At the end of evening class period (10:40 pm) there is a period of ten minutes when the teachers get together to receive general notices about the school situation. Then the coordinator and/or the headmaster often reprimand teachers for delaying bureaucratic tasks, failing to discipline students, leaving wastepaper and chalk on the floor etc. This kind of procedure is embarrassing and clearly contributes to decreasing the teachers’ self-esteem.
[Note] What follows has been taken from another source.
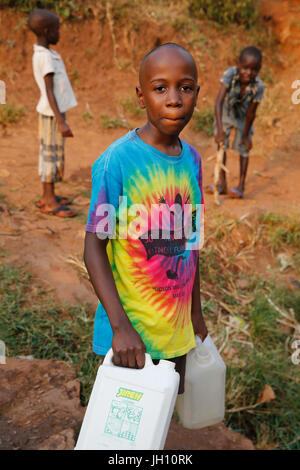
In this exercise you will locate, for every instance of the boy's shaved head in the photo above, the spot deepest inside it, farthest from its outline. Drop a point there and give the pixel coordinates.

According to the school statutes, students are forbidden to wear caps. This is another rule, which is supposed to be “controlled” by teachers, though it is subject to much controversy since several teachers do not agree with it. The majority of the students show resistant attitudes because the cap seems to represent an important role related to their teenage identity. Thus, this prohibition causes many conflicts between students and teachers, as well as between students and coordinator/headmaster. Occasionally, teachers are criticized for not adequately “controlling” compliance with this rule.

Informal conversation with students allowed me to observe their great dissatisfaction concerning the deprived conditions of public high schools: broken and non-functioning light bulbs and damaged fans. Students tend to reject many rules, but they simultaneously criticize the complacency regarding serious transgressions, such as students’ fights, bombs exploding in school bathrooms, demolishing desks and pedagogical material, writing on the walls and desks, ceaseless disrespectful attitudes towards teachers.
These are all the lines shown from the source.